Friday, January 29, 2010

Sometimes you walk the line

And sometimes it walks you.

I guess this is one of those cases where there's too much to say but not enough to talk about. Classes have been passably interesting, I'm starting to know my way around the area where the DIS classrooms are situated, and things are falling into a routine of sorts. I say routine, but no two days here have been remotely alike. I alternate between going to bed at midnight or 1 and crashing at 7, never really sleeping comfortably for more than 5 hours. I don't really know what that's all about, but it makes for very energetic parts of my day as well as dead tired ones.

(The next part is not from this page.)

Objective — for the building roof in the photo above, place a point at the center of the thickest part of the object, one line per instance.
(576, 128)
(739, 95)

In preparation for going out last night, I had a few drinks and promptly fell asleep in my dress shirt and jeans until people coming back in to their rooms woke me up at 4 am. Seven hours of sleep is a relative relief for me, but all things told being up at 4 hasn't been so great. I have been consistently unable to fall back asleep after I wake up, which I suppose is a welcome change to my normal schedule which pretty much precluded the concept of waking in general.

I feel way more upset about missing the festivities of last night than I thought I would. Normally I don't care about that kind of stuff, I have spent plenty of weekends hiding from parties at school, but this whole experience has endured on such a ludicrous time scale that I feel like one night missed is a critical hurdle I will have to step over awkwardly somewhere down the track. This is of course completely false, none of this will matter by the beginning of next week, but it is a stumbling block that I really didn't want to run into at this point. With such a whirlwind of an orientation to this place, I suppose I had to slow down at some point, but it isn't a welcome change of pace to be honest.

I dove into this experience like you would a glacial lake, eyes closed breath held flailing about and gasping -- a modus that is almost completely foreign to me. I'm not sure how long I thought I could stay in there, but it feels from last night and tonight that I have finally got out of the water and shivered for a bit. Thoughts arise that maybe this whole experience is disingenuous to my true character, a young man who doesn't make waves in any direction if he can help it, up or down. The me of the past 5 years treads with only his nose above water, breathing in the real world but never really being there. I just flipped my metaphor in a really problematic way, but I'm pretty tired and I'd prefer if you just overlooked that for now because I don't feel like rewriting it.

I had retreated completely, from fun, from fear, from anger, from sadness as much as I could. But most importantly I shrank from drama, from anxiety, stress, panic, exhilarating risk and that state of sublime catharsis that I don't know the word for. Now I'm on my way back out into the world, but if life is a horse race, this will be (in Deb Talan's words) a Slow Pony Home. So, yesterday I finally caught up with myself. My jokes weren't there, even my way of being tired and sarcastic just failed. And when that happens, the night is just over, so I went to bed. I feel more than just like I left myself out for a night, I feel defeated by an ordinary Friday.

This is a part of my mentality that has to change, the part that winds itself up before every encounter I have with another person. I close the drawbridge to my brain castle, as it were, and there's a funny face painted on the underside of said bridge, now staring out across the moat. Even right now, in my angstiest of angsts, I can't help but find humor in how poorly my literary devices are serving me right now. But there's no denying that I sense something fundamentally off about the way I approach people. It's beyond just being "awkward," a word that applies so universally to every person and situation that it has no empirically understandable boundaries of meaning. The problem here hooks neatly onto my habits of withdrawal, a picture frame of good humor and spontaneous musings to cover over the pitted realness of what I assume to be a stucco wall.

I hope I'm not being too obtuse here, but I hate putting things plainly because writing about my problems online is too much like all of middle school -- I need something here to remind me I'm an adult. The gist of this monologue is that humor, my greatest asset, is also something that I wield wantonly and without regard or regulation. I use it to deflect the things that are painful and genuine, intimate or uncomfortable. There's a measure of me that is terrified of taking things seriously, because serious things have serious consequences, something that I haven't wanted any part of since the 7th grade when I realized that being a class clown couldn't mitigate all of the unsettling and deeply fickle feelings that life can induce.

I have to finish these thoughts later

1 comment:

  1. i think you need to channel some serious chris carrabba and write an emo song. i would listen to it.